In aviation, approach surveillance radar (ASR or SRA) is a type of radar instrument approach provided with active assistance from air traffic control. The only airborne radio equipment required for radar approaches is a functioning radio transmitter and receiver. The radar controller vectors the aircraft to align it with the runway centerline. The controller continues the vectors to keep the aircraft on course until the pilot can complete the approach and landing by visual reference to the surface.

There are two types of radar approaches: Precision (PAR) and Surveillance (ASR).
A radar approach may be given to any aircraft upon request and may be offered to pilots of aircraft in distress or to expedite traffic; however, an ASR might not be approved unless there is an ATC operational requirement, or in an unusual situation or emergency. Acceptance of a PAR or ASR by a pilot does not waive the prescribed weather minimums for the airport or for the particular aircraft operator concerned. The decision to make a radar approach when the reported weather is below the established minimums rests with the pilot. PAR and ASR minimums are published on separate pages in the FAA's terminal procedures publication.

Precision approach (PAR)
This is one in which a controller provides highly accurate navigational guidance in
azimuth and elevation to a pilot.
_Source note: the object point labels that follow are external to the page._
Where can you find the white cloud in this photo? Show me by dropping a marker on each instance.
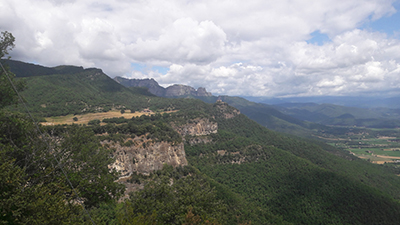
(230, 47)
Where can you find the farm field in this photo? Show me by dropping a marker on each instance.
(85, 118)
(374, 148)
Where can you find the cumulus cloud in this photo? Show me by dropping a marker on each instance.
(230, 47)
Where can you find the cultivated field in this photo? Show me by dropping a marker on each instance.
(378, 149)
(85, 118)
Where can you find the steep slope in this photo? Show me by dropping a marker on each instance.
(66, 90)
(301, 181)
(296, 179)
(173, 91)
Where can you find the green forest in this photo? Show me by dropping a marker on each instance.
(242, 174)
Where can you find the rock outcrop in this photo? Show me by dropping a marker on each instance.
(198, 127)
(145, 156)
(151, 84)
(175, 90)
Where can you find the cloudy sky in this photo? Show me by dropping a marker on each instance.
(251, 48)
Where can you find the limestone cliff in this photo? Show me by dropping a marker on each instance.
(175, 90)
(145, 156)
(197, 127)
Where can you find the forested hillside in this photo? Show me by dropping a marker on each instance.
(240, 173)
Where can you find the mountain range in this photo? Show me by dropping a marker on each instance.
(254, 173)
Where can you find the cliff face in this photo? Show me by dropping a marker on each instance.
(151, 84)
(183, 90)
(145, 156)
(175, 90)
(198, 127)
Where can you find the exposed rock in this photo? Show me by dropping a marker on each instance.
(175, 90)
(151, 84)
(226, 110)
(198, 127)
(199, 140)
(184, 90)
(144, 156)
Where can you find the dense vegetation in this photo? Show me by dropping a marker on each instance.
(265, 168)
(244, 173)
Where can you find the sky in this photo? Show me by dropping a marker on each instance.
(266, 48)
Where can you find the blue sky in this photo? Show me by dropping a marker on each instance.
(252, 48)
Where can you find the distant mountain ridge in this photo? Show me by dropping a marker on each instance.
(176, 90)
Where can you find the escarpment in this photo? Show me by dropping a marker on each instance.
(144, 156)
(196, 127)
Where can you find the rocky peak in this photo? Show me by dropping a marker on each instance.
(175, 90)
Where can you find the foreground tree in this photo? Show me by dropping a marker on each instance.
(33, 186)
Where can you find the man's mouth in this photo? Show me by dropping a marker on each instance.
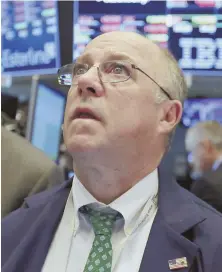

Pilots are given headings to fly, to direct them to, and keep their aircraft aligned
with the extended centerline of the landing runway. They are told to anticipate glidepath interception
approximately 10–30 seconds before it occurs and when to start descent. The published decision height will be given
only if the pilot requests it. If the aircraft is observed to deviate above or below the glidepath, the pilot is given
the relative amount of deviation by use of terms “slightly” or “well” and is expected to adjust the aircraft rate
of descent/ascent to return to the glidepath. Trend information is also issued with respect to the elevation of
the aircraft and may be modified by the terms “rapidly” and “slowly” (e.g., “well above glidepath, coming
down rapidly”). Range from touchdown is given at least once each mile. If an aircraft is observed by the
controller to proceed outside of specified safety zone limits in azimuth and/or elevation and continue to operate
outside these prescribed limits, the pilot will be directed to execute a missed approach or to fly a specified
course unless the pilot has the runway environment (runway, approach lights, etc.) in sight. Navigational
guidance in azimuth and elevation is provided to the pilot until the aircraft reaches the published decision height. Advisory
course and glidepath information is furnished by the controller until the aircraft passes over the landing
threshold, at which point the pilot is advised of any deviation from the runway centerline. Radar service is
automatically terminated upon completion of the approach.

Surveillance approach
This is one in which a controller, in ASR, provides navigational guidance in azimuth only.
The pilot is furnished headings to fly to align the aircraft with the extended centerline of the landing runway.
Since the radar information used for surveillance approach is considerably less precise than that used for a
precision approach, the accuracy of the approach will not be as great and higher minimums will apply.
Guidance in elevation is not possible but the pilot will be advised when to commence descent to the minimum descent altitude (MDA) or, if appropriate, to an intermediate stepdown fix Minimum Crossing Altitude (MCA) and subsequently to the prescribed MDA. In addition, the pilot will be advised of the location of the MAPt prescribed for the procedure
and the aircraft position each mile on final from the runway, airport, heliport, or MAPt, as appropriate. If
requested by the pilot, recommended altitudes will be issued at each mile, based on the descent gradient
established for the procedure, down to the last mile that is at or above the MDA. Normally, navigational
guidance will be provided until the aircraft reaches the MAPt. Controllers will terminate guidance and instruct
the pilot to execute a missed approach unless at the MAPt the pilot has the runway, airport, or heliport in sight
or, for a helicopter point-in-space approach, the prescribed visual reference with the surface is established.
Also, if, at any time during the approach the controller considers that safe guidance for the remainder of the
approach cannot be provided, the controller will terminate guidance and instruct the pilot to execute a missed
approach. Similarly, guidance termination and missed approach will be effected upon pilot request and, for
civil aircraft only, controllers may terminate guidance when the pilot reports the runway, airport, heliport or
visual surface route (point-in-space approach) in sight or otherwise indicates continued guidance is not
required. Radar service is automatically terminated at the completion of a radar approach.

Pilots should check radar services at the airport they desire to land in order to determine if radar approaches are available.  Radar approaches are used a lot by many navy/marine corps pilots as a default to emergencies, thus many navy/marine pilots are proficient in Radar approaches.